No i jutro termin :D. Mam czasem jakies skurcze, ale mam nadzieję że do czwartku jakoś wytrzymam i potem jestem już gotowa na poród. Oh, naprawdę mam nadzieję że będzie łatwiej jak urodzę, ale pewnie to takie marzenia kobiety nie mającej pojęcia o noworodkach itd. :p. Straszne mnie boli skóra brzucha od wczoraj, tak się napięła że się lekko zegnę lub kichnę i już wielki ból następuje... Także myślę że mój brzuch już długo nie wytrzyma...
 
reklama
Pampuszek niestety nie mogę się z Tobą zgodzić jeśli chodzi o rodzenie w innych miejscach niż szpitale. Z tego względu, że teraz u mojej bliskiej osoby zaszła taka sytuacja, że dzięki temu iż był to wyspecjalizowany szpital żyje. Miała poród gdzie cała ciąża była książkowa, podczas porodu też nie było żadnych komplikacji. Oprócz tego, że przy drugiej już fazie porodu nagle cisnienie podroslo i odjechala. Decyzja lekarzy była szybka: cc ratujemy życie dziecka i matki. Efekt dziecko zdrowe 10 pkt a matka przez jakiś czas w spiaccze pod respiratorem. Teraz już jest wszystko dobrze i cieszą się sobą nawzajem, ale mówią, że to dzięki szybkiej reakcji dzidziuś nie został sam. Nie ma konkretnej przyczyny dlaczego tak się stało. Zwykłe komplikacje podczas porodu, których nikt nie jest w stanie przewidzieć. Dlatego ja się trochę boję porodu, ale takie sytuacje zdarzają się raz na milion, więc jestem dobrej myśli :D.
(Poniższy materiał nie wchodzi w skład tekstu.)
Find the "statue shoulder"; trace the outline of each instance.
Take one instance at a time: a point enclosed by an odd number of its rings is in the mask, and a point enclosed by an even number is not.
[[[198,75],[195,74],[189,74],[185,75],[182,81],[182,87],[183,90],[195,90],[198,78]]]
Ale w innych kwestiach zgadzam się z Tobą w 100%. Mnie się nie podoba to, że dalej jest takie coś, że kobieta jest zdana na ich łaskę i nigdy nie wiadomo na kogo trafi i czy będą się wsłuchać w jej potrzeby. Mówię tu o normalnych sytuacjach a nie jakiś skrajnych, bo pacjentki też bywają trudne.